En 2008 puis en 2010, par donation-partage, des parts de trois sociétés ont été transmises à quatre enfants. Les actes notariés mentionnent que les donateurs et donataires demandent à bénéficier du régime de faveur institué à l’article 787 B du CGI (loi Dutreil), avec une exonération de droits de mutation à titre gratuit à concurrence de 75 % de la valeur transmise pour les parts des sociétés ayant une activité commerciale.

Cependant, l’administration fiscale a remis en cause cette activité commerciale puisque l’activité principale de marchand de biens « revendiquée » lors de la transmission, n’a pas été démontrée par les faits.

L’absence d’activité de marchand de biens a été confirmée par un premier jugement.

En appel, les contribuables ont fait valoir que l’une des sociétés exerçait en fait une activité de location équipée, constituant selon eux une activité commerciale à part entière au sens de l’article 35, I, 5°, du code général des impôts, la rendant éligible au régime de faveur.

La Cour d’appel retient que la proposition de rectification de l’administration est justifiée en tant qu’elle a écarté la qualification d’activité de marchand de biens des sociétés. Elle ajoute que ceux-ci ne se prévalent ni d’une activité commerciale indépendamment de celle de marchand de biens ni d’une activité mixte susceptible d’autoriser l’exonération partielle.

La Cour de cassation remet en cause la décision d’appel au motif que « en se déterminant ainsi, sans rechercher, comme elle y était invitée, si, à la date des donations-partage, la société n’exerçait pas l’activité commerciale de loueur d’établissements commerciaux ou industriels munis d’équipements nécessaires à leur exploitation, susceptible de rendre la transmission des parts de cette société éligible au régime de faveur de l’article 787 B du même code, la Cour d’appel n’a pas donné de base légale à sa décision ».

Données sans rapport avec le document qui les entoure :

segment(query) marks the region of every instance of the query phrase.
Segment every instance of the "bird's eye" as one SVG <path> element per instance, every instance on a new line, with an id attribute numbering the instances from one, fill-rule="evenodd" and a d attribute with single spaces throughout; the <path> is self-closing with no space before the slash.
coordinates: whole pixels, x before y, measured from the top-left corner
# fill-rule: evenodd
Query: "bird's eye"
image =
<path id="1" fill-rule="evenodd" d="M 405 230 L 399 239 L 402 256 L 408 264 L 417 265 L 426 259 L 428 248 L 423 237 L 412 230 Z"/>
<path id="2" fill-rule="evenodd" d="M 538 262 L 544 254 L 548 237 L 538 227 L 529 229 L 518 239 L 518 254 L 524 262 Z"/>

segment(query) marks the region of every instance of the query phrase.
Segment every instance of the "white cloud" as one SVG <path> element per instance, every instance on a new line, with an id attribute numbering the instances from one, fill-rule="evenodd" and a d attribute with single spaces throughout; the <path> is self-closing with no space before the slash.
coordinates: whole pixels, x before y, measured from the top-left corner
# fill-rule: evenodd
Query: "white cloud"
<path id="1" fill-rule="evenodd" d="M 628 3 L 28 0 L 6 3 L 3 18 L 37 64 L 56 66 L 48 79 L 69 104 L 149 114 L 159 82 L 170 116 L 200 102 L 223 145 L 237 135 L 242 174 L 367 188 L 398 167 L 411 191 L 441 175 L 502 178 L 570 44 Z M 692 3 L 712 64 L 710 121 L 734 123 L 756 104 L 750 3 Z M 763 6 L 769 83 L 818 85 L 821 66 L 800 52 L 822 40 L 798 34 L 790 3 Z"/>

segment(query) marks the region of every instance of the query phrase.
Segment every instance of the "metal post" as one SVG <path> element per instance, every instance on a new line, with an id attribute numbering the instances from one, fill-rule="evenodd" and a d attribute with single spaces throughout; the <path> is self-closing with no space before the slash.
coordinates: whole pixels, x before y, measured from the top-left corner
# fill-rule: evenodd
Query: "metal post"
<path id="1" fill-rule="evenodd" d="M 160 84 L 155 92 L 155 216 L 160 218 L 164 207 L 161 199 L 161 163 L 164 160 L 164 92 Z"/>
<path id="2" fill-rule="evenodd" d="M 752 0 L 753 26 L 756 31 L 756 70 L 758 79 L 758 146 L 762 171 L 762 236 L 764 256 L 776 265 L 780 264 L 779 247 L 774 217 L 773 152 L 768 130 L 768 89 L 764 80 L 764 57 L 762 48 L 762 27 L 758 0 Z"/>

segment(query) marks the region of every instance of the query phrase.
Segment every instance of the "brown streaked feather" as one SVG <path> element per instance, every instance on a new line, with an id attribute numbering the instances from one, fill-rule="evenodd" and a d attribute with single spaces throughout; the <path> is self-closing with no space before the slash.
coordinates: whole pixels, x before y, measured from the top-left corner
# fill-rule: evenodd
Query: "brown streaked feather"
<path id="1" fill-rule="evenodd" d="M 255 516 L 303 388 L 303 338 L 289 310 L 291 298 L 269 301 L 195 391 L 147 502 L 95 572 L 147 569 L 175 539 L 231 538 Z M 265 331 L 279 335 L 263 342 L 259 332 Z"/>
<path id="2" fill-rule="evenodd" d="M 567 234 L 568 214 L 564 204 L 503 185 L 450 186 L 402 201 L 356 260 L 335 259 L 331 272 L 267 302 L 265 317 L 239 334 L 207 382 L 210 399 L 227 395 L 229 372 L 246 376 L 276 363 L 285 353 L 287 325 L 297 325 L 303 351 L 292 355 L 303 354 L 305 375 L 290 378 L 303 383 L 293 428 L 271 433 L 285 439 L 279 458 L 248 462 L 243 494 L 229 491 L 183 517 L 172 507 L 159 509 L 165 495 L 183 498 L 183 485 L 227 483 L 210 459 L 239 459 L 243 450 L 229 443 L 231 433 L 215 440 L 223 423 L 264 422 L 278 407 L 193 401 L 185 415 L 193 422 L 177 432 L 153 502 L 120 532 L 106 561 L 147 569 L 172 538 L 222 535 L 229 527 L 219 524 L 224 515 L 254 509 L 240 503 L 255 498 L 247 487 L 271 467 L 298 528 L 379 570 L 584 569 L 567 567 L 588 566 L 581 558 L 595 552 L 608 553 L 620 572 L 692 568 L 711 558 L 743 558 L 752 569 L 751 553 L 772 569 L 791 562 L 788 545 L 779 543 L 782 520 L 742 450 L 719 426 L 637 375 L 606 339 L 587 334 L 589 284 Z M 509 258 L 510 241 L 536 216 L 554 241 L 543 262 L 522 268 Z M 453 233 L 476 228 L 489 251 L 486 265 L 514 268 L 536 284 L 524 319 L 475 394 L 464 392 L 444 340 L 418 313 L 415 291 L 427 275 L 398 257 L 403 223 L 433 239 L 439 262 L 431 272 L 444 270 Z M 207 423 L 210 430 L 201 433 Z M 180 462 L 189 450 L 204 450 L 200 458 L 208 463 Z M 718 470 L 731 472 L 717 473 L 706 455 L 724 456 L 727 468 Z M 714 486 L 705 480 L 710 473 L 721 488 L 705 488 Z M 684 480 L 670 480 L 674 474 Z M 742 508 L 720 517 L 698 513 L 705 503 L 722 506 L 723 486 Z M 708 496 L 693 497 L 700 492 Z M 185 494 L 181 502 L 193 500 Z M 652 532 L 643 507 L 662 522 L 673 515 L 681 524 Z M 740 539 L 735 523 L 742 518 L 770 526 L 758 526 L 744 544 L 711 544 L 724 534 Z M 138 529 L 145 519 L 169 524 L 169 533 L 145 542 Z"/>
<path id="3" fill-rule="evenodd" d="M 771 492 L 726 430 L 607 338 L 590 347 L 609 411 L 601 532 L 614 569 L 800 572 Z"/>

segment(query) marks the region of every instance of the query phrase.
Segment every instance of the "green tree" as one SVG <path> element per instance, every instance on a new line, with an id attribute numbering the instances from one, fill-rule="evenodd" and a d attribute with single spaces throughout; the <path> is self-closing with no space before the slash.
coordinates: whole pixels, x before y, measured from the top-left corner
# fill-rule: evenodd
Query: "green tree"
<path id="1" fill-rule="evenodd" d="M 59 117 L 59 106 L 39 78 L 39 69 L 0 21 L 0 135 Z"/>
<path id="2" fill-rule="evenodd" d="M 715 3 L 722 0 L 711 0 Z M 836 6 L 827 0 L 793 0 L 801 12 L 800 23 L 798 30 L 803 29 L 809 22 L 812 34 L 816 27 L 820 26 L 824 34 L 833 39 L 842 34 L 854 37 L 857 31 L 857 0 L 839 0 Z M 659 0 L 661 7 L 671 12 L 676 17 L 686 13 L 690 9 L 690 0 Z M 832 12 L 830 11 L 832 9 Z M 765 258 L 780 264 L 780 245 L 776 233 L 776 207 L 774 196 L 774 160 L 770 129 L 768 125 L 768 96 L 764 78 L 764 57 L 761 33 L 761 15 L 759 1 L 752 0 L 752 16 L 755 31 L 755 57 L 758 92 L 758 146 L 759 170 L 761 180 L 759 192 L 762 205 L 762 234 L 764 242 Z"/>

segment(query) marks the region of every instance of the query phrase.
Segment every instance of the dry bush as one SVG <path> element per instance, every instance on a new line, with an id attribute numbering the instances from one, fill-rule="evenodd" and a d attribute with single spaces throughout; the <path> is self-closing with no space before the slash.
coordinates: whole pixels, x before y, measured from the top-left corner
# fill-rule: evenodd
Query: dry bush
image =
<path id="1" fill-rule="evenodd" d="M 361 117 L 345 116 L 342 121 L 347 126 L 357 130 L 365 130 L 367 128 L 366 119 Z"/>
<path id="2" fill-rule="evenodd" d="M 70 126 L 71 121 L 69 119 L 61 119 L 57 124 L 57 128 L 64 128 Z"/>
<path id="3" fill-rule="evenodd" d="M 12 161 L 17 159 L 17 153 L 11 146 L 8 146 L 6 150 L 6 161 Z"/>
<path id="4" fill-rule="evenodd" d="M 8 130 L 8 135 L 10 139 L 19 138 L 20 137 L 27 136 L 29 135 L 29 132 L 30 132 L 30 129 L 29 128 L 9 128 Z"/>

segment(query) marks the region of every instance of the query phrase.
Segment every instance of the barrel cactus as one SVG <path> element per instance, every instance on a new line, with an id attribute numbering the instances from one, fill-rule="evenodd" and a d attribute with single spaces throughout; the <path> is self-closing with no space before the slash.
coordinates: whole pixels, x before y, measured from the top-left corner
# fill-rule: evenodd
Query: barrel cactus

On constate de la Cour ne l’écarte pas la possibilité d’application de la loi Dutreil. Néanmoins, elle ne confirme pas non plus que la société est éligible…

 

Décision du 21 juin 2023, n°21-18.226

Au décès de leur mère en 2012, deux filles ont hérité d’un chalet donné en location meublée. Dans un premier temps, leur mère louait directement le chalet à des vacanciers. Puis un an avant sa mort, elle a mis en place un bail meublé avec une société tierce qui sous-louait, toujours en meublé, aux vacanciers.

La succession a bénéficié de l’article 757 C du CGI (Dutreil pour EI) sur le chalet et les meubles meublants.

Ici encore, l’administration fiscale a remis en cause l’activité de loueur en meublé professionnelle exercée sous forme d’entreprise individuelle et ainsi le bénéfice de l’exonération partielle des droits de mutation à titre gratuit.

Ceci a été confirmé par un premier jugement puis par la Cour d’appel. Cependant, la Cour de cassation considère que « […] parce qu’à compter de 2011, leur mère avait confié la gestion de son activité de loueur professionnel en meublés à une société, de sorte qu’à la date de son décès, elle n’exerçait pas d’activité dans l’entreprise individuelle […] En se déterminant ainsi, sans rechercher, comme il lui était demandé, si la mère n’avait pas, à compter de l’année 2011, poursuivi son activité individuelle de loueur en meublé en louant ses biens à la société, la Cour d’appel n’a pas donné de base légale à sa décision.

Le litige traité par la Cour porte donc sur l’absence ou le changement d’activité opéré moins de deux ans avant la transmission. Elle ne confirme pas l’application ou non de la loi Dutreil à la location meublée.